Já o valor total comercializado para o exterior pelo Rio Grande do Sul foi de US$ 1,5 bilhão, com o agronegócio sendo responsável por 65% deste montante. Em termos de volume, o a atividade primária representou 85% do total estadual no período. No acumulado de 2025, o agro gaúcho exportou um total de US$ 5,1 bilhões, um valor 0,8% menor do que no mesmo período de 2024.
A queda de valor e volume no período aconteceu principalmente pelas baixas exportações de soja em grão, que teve uma diminuição de US$ 146 milhões na comparação. A colheita do cereal em grão sofreu forte impacto da estiagem em parte do território do Rio Grande do Sul no verão. Fumo, produtos florestais e cereais também tiveram recuo nos valores exportados. Já o arroz teve pouco estoque formado para exportação no ano passado.

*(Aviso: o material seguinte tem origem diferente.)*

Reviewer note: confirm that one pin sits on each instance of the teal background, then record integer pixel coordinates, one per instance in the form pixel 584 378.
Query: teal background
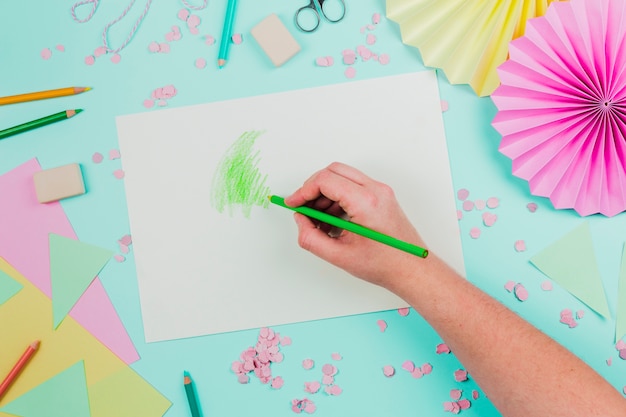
pixel 100 216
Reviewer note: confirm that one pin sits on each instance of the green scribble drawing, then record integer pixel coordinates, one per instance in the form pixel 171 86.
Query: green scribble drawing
pixel 237 181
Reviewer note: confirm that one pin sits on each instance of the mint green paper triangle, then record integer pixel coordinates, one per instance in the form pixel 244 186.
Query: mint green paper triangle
pixel 620 321
pixel 65 394
pixel 571 262
pixel 73 267
pixel 8 287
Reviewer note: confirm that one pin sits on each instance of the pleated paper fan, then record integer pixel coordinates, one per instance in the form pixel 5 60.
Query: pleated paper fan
pixel 562 106
pixel 466 39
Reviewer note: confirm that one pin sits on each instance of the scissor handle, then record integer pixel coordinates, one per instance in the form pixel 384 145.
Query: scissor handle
pixel 343 11
pixel 309 8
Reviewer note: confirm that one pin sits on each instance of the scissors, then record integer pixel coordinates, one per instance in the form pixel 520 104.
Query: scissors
pixel 308 17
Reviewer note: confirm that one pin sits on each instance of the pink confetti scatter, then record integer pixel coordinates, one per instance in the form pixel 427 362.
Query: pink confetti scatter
pixel 489 219
pixel 237 38
pixel 442 348
pixel 350 72
pixel 46 53
pixel 389 371
pixel 460 375
pixel 521 293
pixel 303 405
pixel 408 366
pixel 382 325
pixel 324 61
pixel 97 158
pixel 493 202
pixel 200 63
pixel 546 285
pixel 474 232
pixel 258 359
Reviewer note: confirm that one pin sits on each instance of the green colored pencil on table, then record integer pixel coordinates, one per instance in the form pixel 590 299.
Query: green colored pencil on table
pixel 353 227
pixel 33 124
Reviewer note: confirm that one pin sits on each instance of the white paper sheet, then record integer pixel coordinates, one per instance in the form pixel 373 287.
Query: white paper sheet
pixel 204 272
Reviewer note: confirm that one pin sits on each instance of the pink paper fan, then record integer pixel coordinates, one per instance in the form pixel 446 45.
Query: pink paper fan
pixel 562 106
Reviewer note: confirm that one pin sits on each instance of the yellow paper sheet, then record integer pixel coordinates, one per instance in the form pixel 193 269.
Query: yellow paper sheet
pixel 114 388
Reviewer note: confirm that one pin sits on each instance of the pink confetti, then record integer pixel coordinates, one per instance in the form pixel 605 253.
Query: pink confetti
pixel 382 325
pixel 474 232
pixel 200 63
pixel 460 375
pixel 114 154
pixel 442 348
pixel 489 219
pixel 324 61
pixel 404 311
pixel 389 371
pixel 97 158
pixel 237 38
pixel 493 202
pixel 350 72
pixel 408 366
pixel 546 285
pixel 521 293
pixel 46 53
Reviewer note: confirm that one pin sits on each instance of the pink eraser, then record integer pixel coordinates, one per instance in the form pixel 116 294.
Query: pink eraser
pixel 275 40
pixel 57 183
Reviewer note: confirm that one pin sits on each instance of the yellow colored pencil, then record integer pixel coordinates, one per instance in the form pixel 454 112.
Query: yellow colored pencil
pixel 41 95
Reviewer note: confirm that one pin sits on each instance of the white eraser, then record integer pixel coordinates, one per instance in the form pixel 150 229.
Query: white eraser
pixel 57 183
pixel 275 40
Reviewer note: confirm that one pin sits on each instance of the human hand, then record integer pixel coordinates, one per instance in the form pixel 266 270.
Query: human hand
pixel 344 191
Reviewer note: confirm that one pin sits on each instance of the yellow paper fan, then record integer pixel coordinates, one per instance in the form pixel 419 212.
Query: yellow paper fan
pixel 467 39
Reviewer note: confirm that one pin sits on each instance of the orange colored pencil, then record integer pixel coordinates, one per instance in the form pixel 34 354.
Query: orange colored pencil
pixel 17 368
pixel 41 95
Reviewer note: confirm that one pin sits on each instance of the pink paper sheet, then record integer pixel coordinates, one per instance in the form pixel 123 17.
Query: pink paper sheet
pixel 24 228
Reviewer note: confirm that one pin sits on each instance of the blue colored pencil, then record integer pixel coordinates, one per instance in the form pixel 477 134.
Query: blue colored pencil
pixel 227 32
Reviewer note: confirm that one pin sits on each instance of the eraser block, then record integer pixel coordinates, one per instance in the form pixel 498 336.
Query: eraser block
pixel 57 183
pixel 275 40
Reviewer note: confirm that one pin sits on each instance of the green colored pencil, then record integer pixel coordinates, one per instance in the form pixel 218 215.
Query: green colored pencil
pixel 56 117
pixel 353 227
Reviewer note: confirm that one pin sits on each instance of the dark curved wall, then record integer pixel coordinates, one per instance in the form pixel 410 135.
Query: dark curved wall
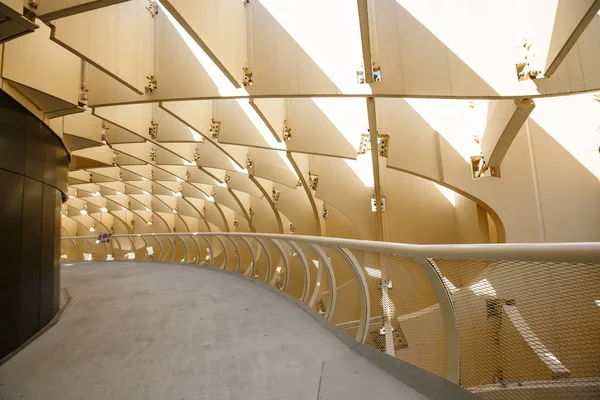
pixel 33 178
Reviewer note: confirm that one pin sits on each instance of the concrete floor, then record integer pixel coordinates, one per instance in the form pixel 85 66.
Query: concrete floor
pixel 160 331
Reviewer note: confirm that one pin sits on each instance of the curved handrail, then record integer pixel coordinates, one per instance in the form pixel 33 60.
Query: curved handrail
pixel 449 280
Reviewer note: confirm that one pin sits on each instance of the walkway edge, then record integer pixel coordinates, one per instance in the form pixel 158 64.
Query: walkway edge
pixel 426 383
pixel 57 317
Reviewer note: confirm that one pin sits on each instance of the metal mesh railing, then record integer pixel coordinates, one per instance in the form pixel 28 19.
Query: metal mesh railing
pixel 522 329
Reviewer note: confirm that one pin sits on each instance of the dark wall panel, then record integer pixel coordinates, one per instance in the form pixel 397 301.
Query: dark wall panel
pixel 11 209
pixel 33 181
pixel 29 299
pixel 48 256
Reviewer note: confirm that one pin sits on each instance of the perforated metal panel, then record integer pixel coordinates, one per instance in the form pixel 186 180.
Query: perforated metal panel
pixel 527 329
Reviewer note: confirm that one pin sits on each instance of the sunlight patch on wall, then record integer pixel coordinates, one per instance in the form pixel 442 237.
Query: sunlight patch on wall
pixel 458 121
pixel 348 115
pixel 483 288
pixel 226 88
pixel 579 134
pixel 319 41
pixel 363 169
pixel 449 194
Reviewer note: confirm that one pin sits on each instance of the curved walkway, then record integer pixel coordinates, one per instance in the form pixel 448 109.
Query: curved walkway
pixel 166 331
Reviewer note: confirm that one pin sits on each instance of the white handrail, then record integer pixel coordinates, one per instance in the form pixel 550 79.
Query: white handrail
pixel 575 252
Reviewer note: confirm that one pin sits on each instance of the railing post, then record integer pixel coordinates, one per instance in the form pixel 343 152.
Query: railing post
pixel 332 284
pixel 145 247
pixel 448 316
pixel 250 270
pixel 185 248
pixel 365 300
pixel 172 247
pixel 283 261
pixel 268 273
pixel 298 250
pixel 197 248
pixel 160 249
pixel 209 249
pixel 224 264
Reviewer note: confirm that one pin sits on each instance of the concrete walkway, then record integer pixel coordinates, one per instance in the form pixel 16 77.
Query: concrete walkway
pixel 164 331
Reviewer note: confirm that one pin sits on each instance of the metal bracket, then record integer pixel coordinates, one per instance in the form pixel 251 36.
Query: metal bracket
pixel 152 8
pixel 152 85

Segundo a Farsul, a China, pela primeira vez no ano, teve uma participação acima de 20% nas exportações do agro, mas o acumulado de janeiro a maio ainda está abaixo do registrado no mesmo período de 2024, com quedas importantes na soja e na carne. Um dos fatores que influenciaram essa queda é a suspensão das importações de carne de frango pelo país asiático no período, devido ao caso de gripe aviária que atingiu alguns pontos do Estado.
Os principais parceiros comerciais dos gaúchos em maio foram a Ásia (sem Oriente Médio), que segue como o principal destino das exportações do Rio Grande do Sul, totalizando US$ 437 milhões e 763 mil toneladas. Em segundo lugar está a Europa, que atingiu US$ 220 milhões, sendo US$ 203 milhões para a União Europeia. Na sequência está o Oriente Médio, com US$ 194 milhões.
Quanto aos países, China aparece em primeiro lugar com US$ 230 milhões e participação de 22,9% no valor. Em segundo lugar está os Estados Unidos com 9,4%, seguido da Indonésia com 6,1%, da Bélgica com 5,9% e da Turquia com 3,7%.